Ukraine’s air force said it shot down one of two missiles Russia fired targeting Odesa, while air defense also downed eight drones that Russia launched overnight.
Ukrainian President Volodymyr Zelenskyy said on social media that he visited the city of Dnipro, in southeastern Ukraine, to meet with military commanders and discuss issues regarding supplies and strengthening air defenses.
Russian bombardments are taking a heavy toll on Ukrainian cultural sites as well as grain supplies that Kyiv had been shipping to impoverished countries.
The mounting damage was spelled out Wednesday at unusual back-to-back U.N. Security Council meetings on Ukraine.
According to UNESCO, since the war began in February 2022, at least 274 Ukrainian cultural sites have been damaged, including 117 religious sites.
“Religious sites should be places of worship, not places of war,” Nihal Saad, director of the U.N. Alliance of Civilizations, told the council in her briefing.
But Dmitry Polyansky, Russia’s deputy permanent U.N. ambassador, said Zelenskyy’s government was conducting a “campaign” to destroy orthodoxy in Ukraine.
He dismissed condemnations of Russia’s missile strike Sunday on the Transfiguration Cathedral, a UNESCO World Heritage Site in the southern city of Odesa, and suggested it was Ukraine’s fault.
“If the Russian missile truly struck the cathedral, as the Zelenskyy regime claims, then there would be nothing left of the cathedral at all,” Polyansky told the Security Council. “But it was damaged and not completely destroyed.”
At the second hearing, requested by Kyiv, Khaled Khiari, assistant secretary-general for the Middle East, Asia and the Pacific, told the council that Russian strikes on grain facilities are “a calamitous turn for Ukrainians and the world.” Moscow withdrew last week from the Black Sea Grain Initiative, which protected Ukrainian shipments to other countries.
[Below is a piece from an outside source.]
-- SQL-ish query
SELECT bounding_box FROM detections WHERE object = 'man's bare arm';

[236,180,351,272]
“Port cities that allow for the export of grain, such as Odesa, Reni and Izmail, are a lifeline for many,” Khiari said. “Now, they are the latest casualties in this senseless, brutal war.”
Officials say that strikes on Odesa have damaged infrastructure important for future grain exports. A strike on the port of Chornomorsk last week destroyed 60,000 metric tons of grain, enough to feed 270,000 people for one year, the Word Food Program said.
U.S. Ambassador to the U.N. Linda Thomas-Greenfield said Russia’s attacks have global consequences for the world’s food supply, especially in parts of the world struggling with hunger and malnutrition.
“Russia is hell-bent on preventing Ukrainian grain from reaching global markets, which is why it unilaterally suspended its participation in Black Sea Grain Initiative,” she said.
U.N. Secretary-General Antonio Guterres said he was continuing to try to find a way to restart the deal.
Russia has altered its naval activity in the Black Sea, Britain’s Defense Ministry said Wednesday, adding that there is a possibility Russian forces are preparing “to enforce a blockade of Ukraine” after withdrawing from the year-old grain shipment deal.
The Defense Ministry said in its daily update that the Russian corvette Sergey Kotov had deployed to the Black Sea to patrol a shipping lane between the Bosporus and Odesa.
“There is a realistic possibility that it will form part of a task group to intercept commercial vessels Russia believes are heading to Ukraine,” the British ministry said.